From Trainable Negative Depth to Edge Heterophily in Graphs

Yuchen Yan, Yuzhong Chen, Huiyuan Chen, Minghua Xu, Mahashweta Das, Hao Yang, Hanghang Tong

Research output: Contribution to journalConference articlepeer-review

Abstract

Finding the proper depth d of a graph convolutional network (GCN) that provides strong representation ability has drawn significant attention, yet nonetheless largely remains an open problem for the graph learning community. Although noteworthy progress has been made, the depth or the number of layers of a corresponding GCN is realized by a series of graph convolution operations, which naturally makes d a positive integer (d ∈ N+).
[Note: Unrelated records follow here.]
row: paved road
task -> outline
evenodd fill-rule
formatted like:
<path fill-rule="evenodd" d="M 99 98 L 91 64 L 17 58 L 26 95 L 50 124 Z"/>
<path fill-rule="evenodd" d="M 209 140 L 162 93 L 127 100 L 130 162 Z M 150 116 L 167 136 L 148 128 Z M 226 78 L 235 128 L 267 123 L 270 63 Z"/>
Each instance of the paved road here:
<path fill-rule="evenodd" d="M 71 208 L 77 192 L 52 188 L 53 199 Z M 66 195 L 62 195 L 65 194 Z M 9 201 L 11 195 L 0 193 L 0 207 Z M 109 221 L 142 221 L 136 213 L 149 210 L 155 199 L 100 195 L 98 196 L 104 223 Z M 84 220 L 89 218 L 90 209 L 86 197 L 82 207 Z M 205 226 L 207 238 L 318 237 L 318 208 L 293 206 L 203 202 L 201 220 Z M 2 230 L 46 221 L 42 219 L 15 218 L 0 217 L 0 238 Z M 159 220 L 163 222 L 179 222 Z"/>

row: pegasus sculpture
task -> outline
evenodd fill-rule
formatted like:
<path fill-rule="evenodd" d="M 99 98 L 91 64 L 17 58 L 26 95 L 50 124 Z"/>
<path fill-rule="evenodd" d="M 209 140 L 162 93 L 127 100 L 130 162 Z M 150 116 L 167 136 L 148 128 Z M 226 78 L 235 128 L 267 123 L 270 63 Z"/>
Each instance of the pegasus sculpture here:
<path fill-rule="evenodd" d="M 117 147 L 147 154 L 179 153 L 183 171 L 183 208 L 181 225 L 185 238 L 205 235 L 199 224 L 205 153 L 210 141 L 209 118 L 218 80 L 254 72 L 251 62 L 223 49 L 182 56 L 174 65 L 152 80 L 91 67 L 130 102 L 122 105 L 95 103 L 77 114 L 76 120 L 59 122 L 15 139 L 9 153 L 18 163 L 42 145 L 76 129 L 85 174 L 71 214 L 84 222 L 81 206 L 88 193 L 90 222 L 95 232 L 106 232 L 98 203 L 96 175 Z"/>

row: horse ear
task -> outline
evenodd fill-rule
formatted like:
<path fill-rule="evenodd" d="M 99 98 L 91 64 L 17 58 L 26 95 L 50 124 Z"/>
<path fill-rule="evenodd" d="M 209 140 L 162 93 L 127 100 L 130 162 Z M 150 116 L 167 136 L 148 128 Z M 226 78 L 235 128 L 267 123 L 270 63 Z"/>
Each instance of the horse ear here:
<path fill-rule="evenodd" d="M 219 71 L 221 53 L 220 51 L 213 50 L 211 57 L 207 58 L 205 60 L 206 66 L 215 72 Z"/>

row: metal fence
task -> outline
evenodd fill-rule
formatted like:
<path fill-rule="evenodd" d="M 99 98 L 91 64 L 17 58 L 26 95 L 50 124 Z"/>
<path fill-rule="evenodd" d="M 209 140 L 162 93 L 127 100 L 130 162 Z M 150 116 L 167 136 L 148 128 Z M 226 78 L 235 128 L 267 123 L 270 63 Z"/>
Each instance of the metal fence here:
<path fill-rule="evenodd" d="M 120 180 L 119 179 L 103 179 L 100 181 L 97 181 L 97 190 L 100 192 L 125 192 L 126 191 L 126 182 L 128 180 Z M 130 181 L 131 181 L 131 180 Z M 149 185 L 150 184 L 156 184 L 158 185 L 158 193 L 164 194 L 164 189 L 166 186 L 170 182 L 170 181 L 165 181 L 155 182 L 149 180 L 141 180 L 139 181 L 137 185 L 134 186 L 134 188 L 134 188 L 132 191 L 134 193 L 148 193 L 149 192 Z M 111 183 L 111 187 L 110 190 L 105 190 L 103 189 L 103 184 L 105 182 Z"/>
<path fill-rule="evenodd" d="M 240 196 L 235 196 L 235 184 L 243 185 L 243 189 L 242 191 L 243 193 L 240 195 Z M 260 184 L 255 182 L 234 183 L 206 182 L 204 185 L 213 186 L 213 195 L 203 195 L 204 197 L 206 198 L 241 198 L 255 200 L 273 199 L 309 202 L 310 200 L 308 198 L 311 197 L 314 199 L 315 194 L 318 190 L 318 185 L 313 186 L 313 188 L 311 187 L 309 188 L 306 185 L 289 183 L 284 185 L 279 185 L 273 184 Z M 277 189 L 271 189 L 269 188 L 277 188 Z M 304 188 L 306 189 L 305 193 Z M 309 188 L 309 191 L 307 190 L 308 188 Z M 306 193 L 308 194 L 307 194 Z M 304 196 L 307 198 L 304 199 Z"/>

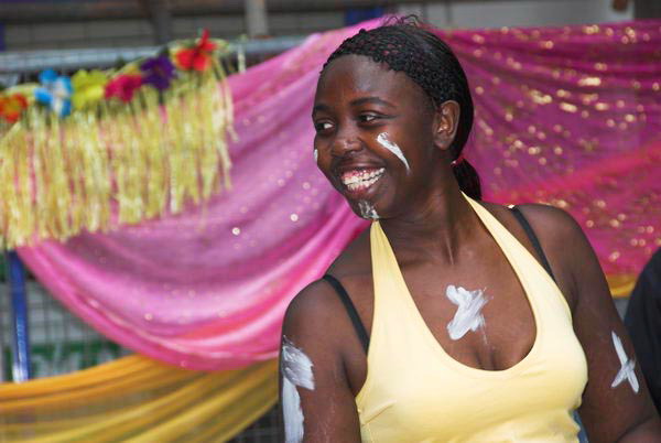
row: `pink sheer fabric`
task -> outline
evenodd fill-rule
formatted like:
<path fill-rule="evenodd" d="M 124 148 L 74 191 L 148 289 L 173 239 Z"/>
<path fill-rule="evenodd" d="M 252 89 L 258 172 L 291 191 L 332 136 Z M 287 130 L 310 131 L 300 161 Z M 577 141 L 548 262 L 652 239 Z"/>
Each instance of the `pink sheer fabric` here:
<path fill-rule="evenodd" d="M 323 62 L 359 28 L 230 77 L 231 191 L 176 217 L 22 248 L 23 260 L 144 355 L 194 369 L 275 357 L 289 301 L 366 226 L 317 171 L 310 120 Z M 465 154 L 485 199 L 564 207 L 607 272 L 638 272 L 661 245 L 661 21 L 440 34 L 474 90 Z"/>

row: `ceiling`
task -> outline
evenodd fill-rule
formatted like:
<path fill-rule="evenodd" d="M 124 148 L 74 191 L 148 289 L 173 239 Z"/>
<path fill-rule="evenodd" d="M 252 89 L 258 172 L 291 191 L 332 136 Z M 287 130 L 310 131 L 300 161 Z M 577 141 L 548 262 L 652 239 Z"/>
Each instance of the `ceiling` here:
<path fill-rule="evenodd" d="M 449 2 L 451 0 L 445 0 Z M 452 0 L 457 2 L 457 0 Z M 462 1 L 462 0 L 458 0 Z M 466 1 L 466 0 L 463 0 Z M 429 1 L 431 3 L 434 1 Z M 435 2 L 444 2 L 435 1 Z M 148 18 L 167 8 L 174 17 L 242 14 L 242 0 L 2 0 L 0 23 L 65 22 Z M 347 8 L 421 3 L 420 0 L 266 0 L 269 12 L 329 11 Z"/>

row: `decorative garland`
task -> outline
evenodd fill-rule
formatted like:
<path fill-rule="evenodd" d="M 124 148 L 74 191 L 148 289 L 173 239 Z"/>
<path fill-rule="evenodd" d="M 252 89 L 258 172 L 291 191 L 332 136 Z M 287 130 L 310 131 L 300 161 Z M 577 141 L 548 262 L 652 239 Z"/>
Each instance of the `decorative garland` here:
<path fill-rule="evenodd" d="M 0 91 L 0 247 L 182 210 L 229 187 L 232 106 L 205 30 L 116 71 Z"/>

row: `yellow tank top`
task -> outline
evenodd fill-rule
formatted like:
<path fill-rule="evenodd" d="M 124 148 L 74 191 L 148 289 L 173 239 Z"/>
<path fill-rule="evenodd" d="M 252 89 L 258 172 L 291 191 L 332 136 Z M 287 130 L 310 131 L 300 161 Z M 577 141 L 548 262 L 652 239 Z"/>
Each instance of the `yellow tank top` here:
<path fill-rule="evenodd" d="M 465 366 L 424 323 L 378 222 L 371 225 L 375 310 L 367 379 L 356 404 L 364 442 L 576 442 L 587 363 L 555 282 L 483 206 L 537 325 L 530 353 L 505 370 Z"/>

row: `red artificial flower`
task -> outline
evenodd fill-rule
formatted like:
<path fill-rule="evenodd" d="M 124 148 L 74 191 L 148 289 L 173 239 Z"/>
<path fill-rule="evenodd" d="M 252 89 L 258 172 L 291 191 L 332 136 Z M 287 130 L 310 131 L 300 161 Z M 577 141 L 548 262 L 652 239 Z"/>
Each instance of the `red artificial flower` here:
<path fill-rule="evenodd" d="M 22 94 L 0 97 L 0 117 L 10 123 L 15 123 L 26 107 L 28 99 Z"/>
<path fill-rule="evenodd" d="M 140 74 L 118 75 L 106 84 L 106 98 L 117 97 L 123 102 L 129 102 L 140 86 L 142 86 Z"/>
<path fill-rule="evenodd" d="M 212 66 L 215 48 L 216 43 L 209 42 L 209 31 L 204 30 L 195 46 L 177 51 L 175 54 L 176 63 L 182 69 L 206 71 Z"/>

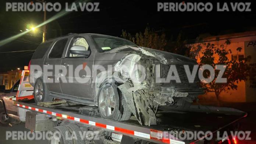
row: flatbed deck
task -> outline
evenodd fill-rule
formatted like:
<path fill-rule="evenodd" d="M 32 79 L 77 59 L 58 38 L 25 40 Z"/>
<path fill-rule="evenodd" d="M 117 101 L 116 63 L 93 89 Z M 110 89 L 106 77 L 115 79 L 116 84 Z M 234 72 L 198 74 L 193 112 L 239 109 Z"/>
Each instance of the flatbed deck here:
<path fill-rule="evenodd" d="M 49 107 L 37 105 L 31 100 L 15 101 L 14 103 L 32 111 L 156 143 L 195 142 L 199 140 L 182 141 L 170 134 L 170 132 L 210 131 L 213 133 L 247 115 L 242 111 L 226 107 L 192 105 L 186 109 L 162 106 L 156 113 L 157 124 L 149 126 L 140 125 L 134 116 L 128 121 L 117 121 L 101 118 L 99 115 L 82 114 L 79 113 L 79 108 L 85 106 L 81 105 Z"/>

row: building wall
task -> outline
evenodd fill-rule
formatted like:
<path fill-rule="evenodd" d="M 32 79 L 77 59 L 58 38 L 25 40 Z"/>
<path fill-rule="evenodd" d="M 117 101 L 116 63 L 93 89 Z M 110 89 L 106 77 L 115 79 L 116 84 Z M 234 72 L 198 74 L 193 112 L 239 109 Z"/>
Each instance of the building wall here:
<path fill-rule="evenodd" d="M 6 89 L 10 89 L 15 83 L 20 79 L 22 72 L 22 71 L 17 70 L 0 73 L 0 85 L 5 85 Z"/>
<path fill-rule="evenodd" d="M 237 55 L 244 55 L 245 57 L 250 55 L 252 59 L 249 64 L 256 64 L 256 32 L 252 32 L 243 34 L 234 34 L 230 35 L 225 35 L 218 36 L 219 38 L 219 41 L 216 41 L 216 37 L 211 37 L 204 39 L 204 42 L 210 42 L 214 44 L 216 46 L 224 45 L 227 39 L 231 40 L 231 43 L 227 47 L 227 49 L 230 49 L 232 54 L 228 56 L 230 60 L 236 58 Z M 254 45 L 254 42 L 255 45 Z M 247 46 L 250 42 L 250 45 Z M 253 44 L 252 45 L 252 43 Z M 191 44 L 193 46 L 196 46 L 199 43 Z M 241 47 L 242 49 L 241 52 L 237 52 L 236 49 Z M 199 52 L 199 55 L 202 56 L 202 52 L 206 48 L 203 47 Z M 233 56 L 232 56 L 233 55 Z M 237 58 L 238 58 L 238 57 Z M 199 62 L 200 60 L 198 59 Z M 220 99 L 224 102 L 256 102 L 256 81 L 254 80 L 248 80 L 245 82 L 238 82 L 237 90 L 231 90 L 227 92 L 221 93 Z M 204 99 L 214 100 L 216 99 L 215 95 L 213 92 L 208 92 L 200 98 Z M 216 100 L 216 99 L 215 99 Z"/>

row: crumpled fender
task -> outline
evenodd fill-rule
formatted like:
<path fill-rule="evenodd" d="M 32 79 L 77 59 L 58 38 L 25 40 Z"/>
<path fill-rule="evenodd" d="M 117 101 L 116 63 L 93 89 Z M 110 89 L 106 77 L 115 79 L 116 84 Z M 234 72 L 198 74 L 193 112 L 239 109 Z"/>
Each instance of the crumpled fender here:
<path fill-rule="evenodd" d="M 156 124 L 156 118 L 144 96 L 146 92 L 143 90 L 129 92 L 128 90 L 131 90 L 134 87 L 129 82 L 126 82 L 118 87 L 124 96 L 132 113 L 141 125 L 150 126 Z"/>

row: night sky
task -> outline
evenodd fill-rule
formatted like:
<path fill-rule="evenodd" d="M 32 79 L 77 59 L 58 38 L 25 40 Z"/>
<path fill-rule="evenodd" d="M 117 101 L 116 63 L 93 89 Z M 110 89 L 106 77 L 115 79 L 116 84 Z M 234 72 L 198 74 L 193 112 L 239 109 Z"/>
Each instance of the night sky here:
<path fill-rule="evenodd" d="M 65 2 L 73 1 L 60 1 L 63 7 L 65 6 Z M 21 33 L 20 30 L 25 30 L 27 24 L 36 25 L 43 22 L 43 12 L 6 11 L 6 2 L 17 1 L 28 3 L 31 1 L 1 0 L 0 2 L 0 41 Z M 248 12 L 217 12 L 216 4 L 218 1 L 211 1 L 214 7 L 210 12 L 157 11 L 157 2 L 182 1 L 92 1 L 100 2 L 100 12 L 72 12 L 48 23 L 46 39 L 70 33 L 94 33 L 120 37 L 122 29 L 135 34 L 143 32 L 148 24 L 156 30 L 164 32 L 168 39 L 173 37 L 174 40 L 181 31 L 183 39 L 191 39 L 202 34 L 216 35 L 256 30 L 256 3 L 253 1 L 250 1 L 252 11 Z M 47 18 L 57 13 L 47 12 Z M 0 47 L 0 52 L 35 49 L 42 39 L 42 27 L 39 30 Z M 23 68 L 24 65 L 28 64 L 32 54 L 32 52 L 0 53 L 0 72 L 6 72 L 18 67 Z"/>

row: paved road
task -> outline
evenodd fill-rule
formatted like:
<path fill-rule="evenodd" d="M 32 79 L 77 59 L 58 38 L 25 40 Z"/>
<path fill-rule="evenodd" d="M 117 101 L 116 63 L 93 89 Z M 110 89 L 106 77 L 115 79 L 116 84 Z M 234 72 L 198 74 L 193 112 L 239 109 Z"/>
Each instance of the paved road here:
<path fill-rule="evenodd" d="M 48 143 L 48 141 L 46 140 L 29 140 L 27 139 L 26 140 L 22 140 L 24 139 L 24 137 L 22 136 L 22 135 L 20 135 L 20 136 L 19 137 L 18 136 L 18 133 L 21 133 L 22 132 L 25 132 L 23 133 L 30 133 L 30 130 L 28 129 L 25 128 L 25 124 L 20 124 L 19 125 L 15 125 L 13 127 L 8 126 L 8 127 L 3 127 L 0 126 L 0 144 L 45 144 Z M 16 139 L 17 140 L 12 140 L 12 137 L 10 137 L 8 139 L 8 140 L 7 140 L 7 136 L 10 136 L 11 132 L 12 132 L 13 133 L 13 136 L 14 139 Z M 17 133 L 15 133 L 17 132 Z M 16 134 L 17 133 L 17 134 Z M 10 134 L 10 135 L 8 135 Z M 27 138 L 29 138 L 32 137 L 33 136 L 31 135 L 31 136 L 27 137 Z M 19 137 L 19 140 L 18 140 L 18 137 Z"/>

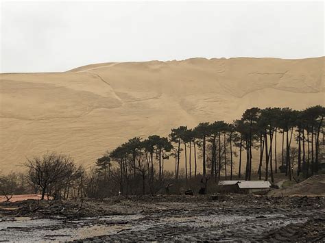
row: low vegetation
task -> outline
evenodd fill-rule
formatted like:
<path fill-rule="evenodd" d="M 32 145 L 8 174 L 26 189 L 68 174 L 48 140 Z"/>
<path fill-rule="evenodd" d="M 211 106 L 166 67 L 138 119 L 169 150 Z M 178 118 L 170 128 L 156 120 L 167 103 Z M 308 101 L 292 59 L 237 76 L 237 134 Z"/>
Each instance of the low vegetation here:
<path fill-rule="evenodd" d="M 168 138 L 131 138 L 106 152 L 89 170 L 77 166 L 67 155 L 48 152 L 28 159 L 23 164 L 25 175 L 1 176 L 0 192 L 7 200 L 30 192 L 40 193 L 42 199 L 177 194 L 189 189 L 205 193 L 209 183 L 221 178 L 252 179 L 253 150 L 259 151 L 254 160 L 257 179 L 274 182 L 275 175 L 283 173 L 289 181 L 298 182 L 322 170 L 324 114 L 320 105 L 302 111 L 254 107 L 232 124 L 202 123 L 192 129 L 172 129 Z M 165 168 L 167 161 L 174 162 L 173 171 Z"/>

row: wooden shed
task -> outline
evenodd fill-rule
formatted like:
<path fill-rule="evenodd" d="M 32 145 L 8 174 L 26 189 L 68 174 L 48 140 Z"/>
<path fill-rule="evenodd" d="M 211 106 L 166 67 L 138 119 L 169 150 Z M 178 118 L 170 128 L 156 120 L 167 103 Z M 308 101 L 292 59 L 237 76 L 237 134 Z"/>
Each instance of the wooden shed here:
<path fill-rule="evenodd" d="M 218 186 L 224 192 L 254 194 L 269 190 L 271 183 L 265 181 L 219 181 Z"/>

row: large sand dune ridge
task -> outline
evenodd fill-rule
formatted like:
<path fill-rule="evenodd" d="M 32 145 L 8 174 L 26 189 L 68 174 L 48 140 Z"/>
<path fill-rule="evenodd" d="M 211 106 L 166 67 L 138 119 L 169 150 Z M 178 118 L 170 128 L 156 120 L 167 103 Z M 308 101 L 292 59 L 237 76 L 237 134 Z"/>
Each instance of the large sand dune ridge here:
<path fill-rule="evenodd" d="M 251 107 L 324 105 L 324 62 L 193 58 L 1 74 L 0 172 L 47 150 L 88 166 L 134 136 L 231 122 Z"/>

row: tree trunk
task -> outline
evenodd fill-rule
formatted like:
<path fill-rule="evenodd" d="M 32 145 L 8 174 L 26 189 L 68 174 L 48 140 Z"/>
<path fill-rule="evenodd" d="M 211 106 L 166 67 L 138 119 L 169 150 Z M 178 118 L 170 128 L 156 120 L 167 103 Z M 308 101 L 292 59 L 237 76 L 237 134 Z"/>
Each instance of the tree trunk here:
<path fill-rule="evenodd" d="M 272 130 L 269 131 L 269 171 L 271 172 L 271 181 L 274 182 L 274 177 L 273 177 L 273 165 L 272 165 L 272 144 L 273 144 L 273 133 Z"/>
<path fill-rule="evenodd" d="M 309 177 L 309 166 L 311 162 L 311 151 L 310 151 L 310 145 L 309 145 L 309 132 L 307 130 L 307 165 L 306 165 L 306 177 L 308 178 Z"/>
<path fill-rule="evenodd" d="M 283 166 L 285 165 L 284 162 L 285 162 L 285 130 L 282 131 L 282 152 L 281 152 L 281 166 L 283 168 Z"/>
<path fill-rule="evenodd" d="M 264 140 L 263 139 L 263 134 L 260 134 L 260 165 L 258 166 L 258 177 L 259 179 L 262 179 L 262 162 L 263 162 L 263 155 L 264 153 Z"/>
<path fill-rule="evenodd" d="M 301 128 L 298 127 L 298 166 L 297 175 L 299 177 L 301 171 Z"/>
<path fill-rule="evenodd" d="M 205 136 L 205 134 L 203 136 L 202 159 L 203 159 L 203 175 L 205 177 L 206 175 L 206 136 Z"/>
<path fill-rule="evenodd" d="M 219 137 L 219 164 L 218 164 L 218 179 L 220 181 L 220 177 L 221 173 L 221 133 L 218 133 Z"/>
<path fill-rule="evenodd" d="M 164 156 L 162 155 L 162 169 L 161 169 L 161 179 L 164 179 L 164 164 L 165 164 L 165 161 L 164 161 Z"/>
<path fill-rule="evenodd" d="M 161 149 L 159 149 L 159 181 L 161 181 Z"/>
<path fill-rule="evenodd" d="M 142 190 L 143 195 L 145 194 L 145 174 L 142 174 Z"/>
<path fill-rule="evenodd" d="M 245 180 L 248 180 L 248 170 L 250 166 L 250 145 L 249 139 L 246 138 L 246 169 L 245 172 Z"/>
<path fill-rule="evenodd" d="M 307 175 L 306 172 L 306 152 L 305 152 L 305 145 L 304 145 L 304 129 L 302 129 L 302 168 L 304 172 L 304 175 Z"/>
<path fill-rule="evenodd" d="M 196 164 L 196 146 L 195 140 L 193 140 L 194 144 L 194 177 L 196 178 L 197 164 Z"/>
<path fill-rule="evenodd" d="M 212 138 L 212 159 L 211 159 L 211 176 L 215 175 L 215 135 Z"/>
<path fill-rule="evenodd" d="M 276 137 L 278 136 L 278 129 L 276 128 L 276 134 L 275 134 L 275 137 L 274 137 L 274 163 L 275 163 L 275 166 L 276 166 L 276 174 L 278 173 L 278 159 L 277 159 L 277 154 L 276 154 L 276 146 L 278 146 L 277 145 L 277 143 L 276 143 Z"/>
<path fill-rule="evenodd" d="M 191 151 L 192 150 L 192 142 L 191 142 L 192 141 L 190 140 L 190 144 L 189 144 L 190 145 L 190 146 L 189 146 L 190 154 L 189 154 L 189 178 L 190 178 L 190 179 L 191 179 L 191 177 L 192 176 L 192 166 L 191 164 L 191 158 L 192 157 L 191 156 L 191 153 L 192 153 L 192 151 Z"/>
<path fill-rule="evenodd" d="M 269 155 L 267 151 L 267 133 L 264 133 L 264 143 L 265 144 L 265 181 L 269 179 Z"/>
<path fill-rule="evenodd" d="M 227 146 L 226 146 L 226 133 L 224 135 L 224 159 L 225 159 L 225 180 L 227 180 Z"/>
<path fill-rule="evenodd" d="M 44 186 L 42 188 L 42 196 L 40 197 L 40 200 L 44 200 L 44 197 L 45 196 L 47 186 Z"/>
<path fill-rule="evenodd" d="M 175 152 L 175 179 L 177 179 L 177 154 Z"/>
<path fill-rule="evenodd" d="M 176 179 L 178 179 L 178 172 L 180 171 L 180 138 L 178 140 L 178 149 L 177 151 L 177 170 L 176 170 Z"/>
<path fill-rule="evenodd" d="M 187 151 L 186 151 L 186 143 L 184 143 L 184 151 L 185 151 L 185 179 L 187 185 Z"/>
<path fill-rule="evenodd" d="M 314 175 L 314 127 L 311 126 L 311 175 Z"/>
<path fill-rule="evenodd" d="M 291 166 L 290 163 L 290 146 L 289 144 L 289 136 L 288 136 L 288 129 L 287 129 L 287 172 L 289 174 L 289 179 L 291 181 Z"/>
<path fill-rule="evenodd" d="M 250 181 L 251 180 L 251 177 L 252 177 L 252 162 L 253 160 L 253 156 L 252 154 L 252 144 L 251 143 L 252 143 L 252 138 L 250 139 L 250 171 L 249 171 L 250 174 L 249 174 L 249 177 L 248 177 L 248 179 Z"/>
<path fill-rule="evenodd" d="M 239 144 L 239 168 L 238 169 L 238 178 L 241 178 L 242 147 L 243 147 L 243 135 L 241 133 L 241 142 Z"/>
<path fill-rule="evenodd" d="M 318 154 L 320 153 L 320 129 L 322 127 L 322 123 L 323 123 L 324 116 L 322 116 L 322 119 L 320 120 L 320 124 L 318 125 L 318 128 L 317 129 L 317 134 L 316 134 L 316 144 L 315 144 L 315 149 L 316 149 L 316 154 L 315 157 L 315 166 L 316 169 L 316 173 L 318 172 Z"/>
<path fill-rule="evenodd" d="M 232 180 L 232 133 L 230 132 L 230 181 Z"/>
<path fill-rule="evenodd" d="M 152 160 L 152 181 L 154 181 L 154 152 L 151 152 L 150 153 L 150 156 L 151 156 L 151 160 Z"/>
An interesting question is whether breaking the constraint of N+ by making d a real number (d ∈ R) can bring new insights into graph learning mechanisms. In this work, by redefining GCN's depth d as a trainable parameter continuously adjustable within (−∞, +∞), we open a new door of controlling its signal processing capability to model graph homophily/heterophily (nodes with similar/dissimilar labels/attributes tend to be inter-connected). A simple and powerful GCN model TEDGCN, is proposed to retain the simplicity of GCN and meanwhile automatically search for the optimal d without the prior knowledge regarding whether the input graph is homophilic or heterophilic. Negative-valued d intrinsically enables high-pass frequency filtering functionality via augmented topology for graph heterophily. Extensive experiments demonstrate the superiority of TEDGCN on node classification tasks for a variety of homophilic and heterophilic graphs.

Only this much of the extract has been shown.